I manage all levels of symptoms all the time, but this case was unique in its stark visible reminder to me that medicating can truly be the panacea needed to melt existential suffering. Our patient had advanced cancer, metastasized throughout his body with tumors along his spine. We tried a very strong, non-drip regimen, which just wasn’t cutting it. Despite the strong non-drip regimen, the patient was gripping the side rails of his hospital bed to bolster himself to remain in a fixed motionless position on his side, such pain as he was in. His head was tucked down in an unnatural position, because anything less was unbearable.
We started the drip, adjusted his global regimen, and titrated everything to comfort, and suddenly a miracle appeared. He went from trying to stay as still in his unnatural position as possible, to resting comfortably on his back. After weeks of endless suffering he was finally alright. He passed peacefully with the drip.
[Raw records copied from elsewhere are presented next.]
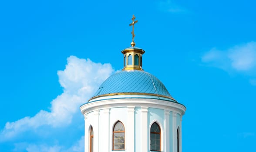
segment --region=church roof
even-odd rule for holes
[[[102,96],[126,94],[154,96],[174,99],[155,76],[138,70],[124,70],[111,76],[103,82],[91,99]]]

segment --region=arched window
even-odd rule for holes
[[[113,150],[125,149],[125,127],[120,121],[117,122],[113,130]]]
[[[179,152],[179,128],[177,129],[177,152]]]
[[[161,151],[161,132],[159,125],[156,122],[150,128],[150,150]]]
[[[128,56],[128,65],[132,65],[132,56],[129,54]]]
[[[93,129],[91,128],[90,133],[90,152],[93,152]]]
[[[138,66],[138,54],[134,56],[134,65]]]
[[[125,55],[125,59],[124,59],[124,66],[126,66],[126,56]]]

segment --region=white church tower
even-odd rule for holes
[[[182,152],[182,120],[186,108],[164,84],[142,69],[145,51],[121,51],[124,69],[108,78],[82,105],[85,152]]]

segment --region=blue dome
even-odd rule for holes
[[[91,99],[118,94],[148,95],[173,99],[155,76],[141,70],[124,70],[110,76]]]

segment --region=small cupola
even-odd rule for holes
[[[142,69],[142,54],[145,51],[142,49],[135,47],[134,42],[134,25],[138,22],[138,20],[135,21],[135,19],[134,15],[131,18],[132,23],[130,24],[130,26],[132,26],[132,41],[131,43],[131,47],[123,50],[121,52],[124,54],[124,68],[123,70]]]

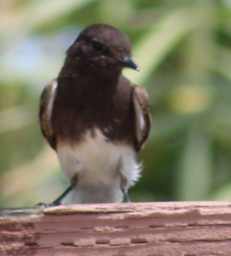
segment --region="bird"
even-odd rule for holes
[[[139,71],[131,43],[106,24],[84,29],[67,49],[57,78],[40,102],[41,133],[55,151],[76,204],[130,202],[128,189],[139,180],[136,153],[149,136],[151,117],[146,89],[122,74]]]

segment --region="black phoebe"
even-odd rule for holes
[[[117,28],[95,24],[67,50],[57,79],[40,99],[41,130],[55,150],[76,203],[129,200],[140,165],[136,152],[145,144],[151,116],[146,90],[121,75],[139,70],[130,58],[128,37]]]

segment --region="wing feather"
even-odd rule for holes
[[[133,103],[135,116],[135,147],[138,152],[147,142],[151,122],[148,95],[143,87],[136,85],[134,86]]]
[[[56,79],[52,80],[46,85],[40,97],[39,111],[42,135],[54,150],[56,147],[56,138],[52,131],[51,117],[57,87]]]

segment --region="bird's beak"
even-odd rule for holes
[[[126,56],[123,58],[118,58],[117,60],[125,67],[130,67],[130,69],[134,69],[138,71],[140,71],[139,67],[130,57]]]

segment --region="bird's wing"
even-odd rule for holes
[[[54,150],[56,147],[56,138],[52,131],[51,117],[57,84],[57,80],[54,79],[46,85],[40,97],[39,111],[42,135]]]
[[[148,95],[143,87],[135,85],[132,94],[135,117],[135,147],[136,151],[139,151],[144,146],[150,131],[150,104]]]

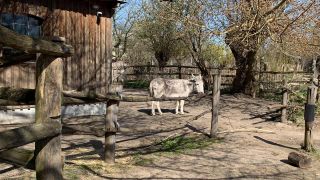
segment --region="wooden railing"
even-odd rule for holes
[[[6,103],[15,102],[14,98],[31,98],[28,103],[36,105],[35,124],[8,130],[0,133],[0,158],[34,164],[37,179],[63,179],[61,161],[61,102],[62,102],[62,59],[74,53],[73,47],[64,43],[64,38],[53,38],[51,41],[33,39],[19,35],[0,25],[0,44],[30,54],[37,54],[36,89],[14,91],[2,89],[2,98]],[[22,63],[28,58],[19,60],[1,57],[2,67]],[[26,95],[27,94],[27,95]],[[30,96],[31,95],[31,96]],[[19,103],[19,102],[15,102]],[[13,149],[35,142],[33,153],[23,149]],[[21,152],[20,154],[17,152]],[[24,154],[24,155],[21,155]],[[31,158],[33,154],[33,157]],[[20,156],[21,155],[21,156]],[[21,160],[21,158],[23,160]],[[33,160],[32,160],[33,159]],[[32,160],[32,161],[31,161]],[[23,161],[28,161],[24,162]],[[29,162],[30,161],[30,162]]]
[[[151,81],[156,77],[163,78],[190,78],[191,74],[200,74],[200,70],[196,66],[165,66],[159,70],[158,66],[154,65],[139,65],[125,66],[125,80],[127,81]],[[218,68],[209,68],[211,74],[217,74]],[[221,71],[221,85],[231,87],[234,77],[236,76],[236,68],[224,68]],[[256,71],[256,84],[259,86],[259,91],[270,92],[282,86],[283,79],[287,79],[290,84],[306,84],[310,81],[312,73],[304,71]]]

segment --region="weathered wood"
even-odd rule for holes
[[[317,96],[317,87],[311,85],[308,87],[308,94],[307,94],[307,105],[315,105]],[[305,109],[306,111],[306,109]],[[306,112],[305,112],[306,113]],[[305,116],[306,118],[306,116]],[[304,136],[304,146],[303,149],[306,151],[312,151],[313,148],[313,137],[312,137],[312,128],[314,125],[314,119],[312,121],[307,121],[305,119],[305,136]]]
[[[48,118],[56,118],[61,123],[62,59],[41,55],[36,67],[36,123]],[[35,156],[37,179],[63,179],[61,135],[36,141]]]
[[[0,37],[2,45],[26,53],[42,53],[55,57],[69,57],[74,54],[74,49],[70,45],[20,35],[2,25],[0,25]]]
[[[117,113],[119,101],[110,100],[107,102],[107,112],[105,121],[105,162],[113,164],[115,162],[116,132],[119,130]]]
[[[76,119],[76,118],[72,118],[72,119]],[[96,137],[103,137],[105,135],[105,131],[102,129],[98,129],[98,128],[94,128],[94,127],[87,127],[85,125],[63,125],[63,133],[67,133],[67,132],[72,131],[74,132],[79,132],[80,134],[90,134],[90,135],[94,135]]]
[[[282,105],[282,104],[275,104],[268,106],[268,110],[281,110],[282,108],[298,108],[298,109],[304,109],[302,106],[298,105]]]
[[[61,124],[56,121],[3,131],[0,132],[0,152],[56,136],[60,132]]]
[[[34,89],[0,87],[0,99],[21,104],[34,104]]]
[[[213,89],[212,89],[212,118],[210,137],[215,137],[218,131],[218,117],[219,117],[219,103],[220,103],[220,85],[221,74],[213,76]]]
[[[31,170],[35,170],[34,151],[23,148],[15,148],[0,152],[0,159],[22,166]]]
[[[24,88],[0,87],[0,106],[14,106],[14,105],[34,105],[35,104],[35,90]],[[186,100],[193,101],[197,98],[203,98],[206,94],[197,94],[188,98],[154,98],[143,95],[121,95],[119,93],[110,93],[102,95],[93,91],[79,92],[79,91],[63,91],[63,105],[70,104],[86,104],[95,102],[105,102],[108,100],[116,100],[123,102],[148,102],[148,101],[177,101]]]
[[[306,155],[299,154],[296,152],[289,153],[288,161],[290,164],[299,168],[309,168],[311,167],[312,159]]]
[[[0,152],[0,159],[5,160],[9,164],[36,170],[34,150],[28,150],[24,148],[10,149]],[[65,161],[64,156],[61,156],[61,161]]]
[[[17,65],[30,60],[36,60],[36,55],[24,54],[24,55],[18,55],[18,56],[0,57],[0,68]]]
[[[288,91],[287,91],[287,81],[283,81],[283,93],[282,93],[282,105],[284,108],[281,109],[281,122],[282,123],[287,123],[287,108],[286,106],[288,105]]]

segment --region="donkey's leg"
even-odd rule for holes
[[[159,114],[162,115],[161,108],[160,108],[160,101],[157,101],[157,108],[158,108]]]
[[[152,116],[156,115],[156,110],[154,109],[154,103],[155,103],[155,101],[151,102],[151,115]]]
[[[180,101],[180,111],[181,111],[181,114],[184,114],[183,106],[184,106],[184,100],[181,100],[181,101]]]
[[[179,101],[177,101],[176,114],[179,114]]]

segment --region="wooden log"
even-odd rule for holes
[[[21,104],[34,104],[34,96],[34,89],[0,87],[0,99],[8,100],[11,102],[17,102]]]
[[[312,159],[303,154],[296,152],[289,153],[288,161],[290,164],[299,167],[299,168],[309,168],[311,167]]]
[[[87,127],[84,125],[63,125],[63,133],[68,133],[68,131],[74,133],[79,132],[80,134],[90,134],[96,137],[103,137],[105,135],[105,131],[102,129]]]
[[[0,58],[0,68],[9,67],[12,65],[17,65],[30,60],[36,60],[35,54],[24,54],[19,56],[1,57]]]
[[[61,123],[63,64],[61,58],[41,55],[36,64],[36,123],[55,118]],[[61,134],[36,141],[36,177],[62,180]]]
[[[0,106],[14,105],[34,105],[35,90],[24,88],[0,87]],[[116,100],[123,102],[148,102],[148,101],[193,101],[197,98],[203,98],[206,94],[197,94],[188,98],[154,98],[143,95],[121,95],[119,93],[110,93],[102,95],[95,92],[63,91],[63,105],[86,104],[95,102],[105,102]]]
[[[212,89],[212,118],[210,137],[216,137],[218,131],[218,117],[219,117],[219,103],[220,103],[220,85],[221,74],[213,76],[213,89]]]
[[[15,148],[0,152],[0,159],[22,166],[31,170],[35,170],[34,151],[23,148]]]
[[[118,106],[119,101],[109,100],[107,102],[104,161],[108,164],[115,162],[116,132],[119,130],[117,122]]]
[[[74,48],[70,45],[20,35],[2,25],[0,25],[0,37],[0,43],[3,46],[26,53],[42,53],[55,57],[69,57],[74,54]]]
[[[40,139],[56,136],[61,132],[61,124],[50,121],[33,124],[12,130],[0,132],[0,152],[23,146]]]
[[[311,85],[308,87],[308,93],[307,93],[307,103],[306,103],[306,108],[305,108],[305,135],[304,135],[304,146],[303,149],[306,151],[312,151],[313,149],[313,137],[312,137],[312,128],[314,125],[314,116],[315,112],[313,110],[309,111],[307,109],[308,107],[315,106],[316,102],[316,96],[317,96],[317,87],[314,85]],[[310,114],[312,113],[312,114]],[[311,118],[310,118],[311,117]]]
[[[14,148],[0,152],[0,159],[5,160],[9,164],[35,170],[34,150],[24,148]],[[65,157],[61,156],[61,161],[65,161]]]
[[[298,105],[282,105],[282,104],[274,104],[268,106],[268,110],[281,110],[283,108],[299,108],[299,109],[304,109],[302,106]]]
[[[283,87],[285,88],[282,93],[282,105],[284,108],[281,109],[281,122],[287,123],[287,108],[286,108],[286,106],[288,105],[289,95],[288,95],[288,91],[286,90],[287,89],[287,81],[286,80],[283,81]]]

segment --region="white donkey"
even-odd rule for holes
[[[191,93],[204,93],[203,80],[201,75],[192,75],[191,79],[163,79],[156,78],[150,82],[149,86],[150,96],[155,98],[187,98]],[[152,101],[151,114],[156,114],[154,104],[157,104],[159,114],[162,115],[160,102]],[[183,112],[184,100],[177,101],[175,113],[179,113],[179,106],[181,114]]]

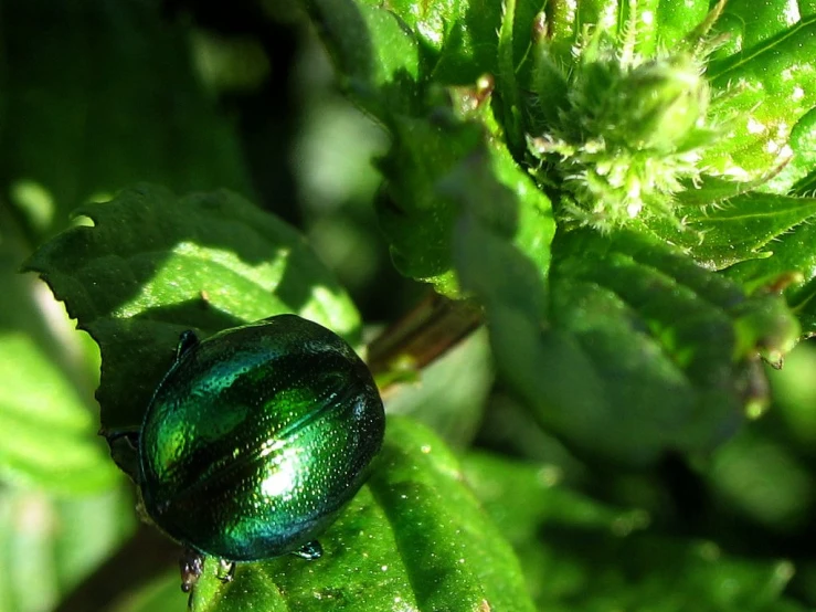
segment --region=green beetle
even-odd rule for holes
[[[192,553],[235,561],[321,555],[316,538],[362,486],[385,416],[339,336],[278,315],[199,341],[182,335],[138,441],[141,503]]]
When one sees the change from pain to peace, from suffering to solace, from bracing to acceptance, one knows that hospice work might just be God’s work. One can question at times if what one does is right in the spiritual scheme of things, but relieving suffering, at least in this realm, the material one, a is glorious thing. It is these eyewitness experiences which shape us and give us the faith that what we are doing might just be right in the big picture. One hopes so, as there is nothing more rewarding than seeing suffering dissipate.
It's a privilege to experience your open honesty and vulnerability as a palliative care physician doing the very best you are able to assuage the pain of transitioning for your patients. I appreciate your willingness to share your process and learn as a result.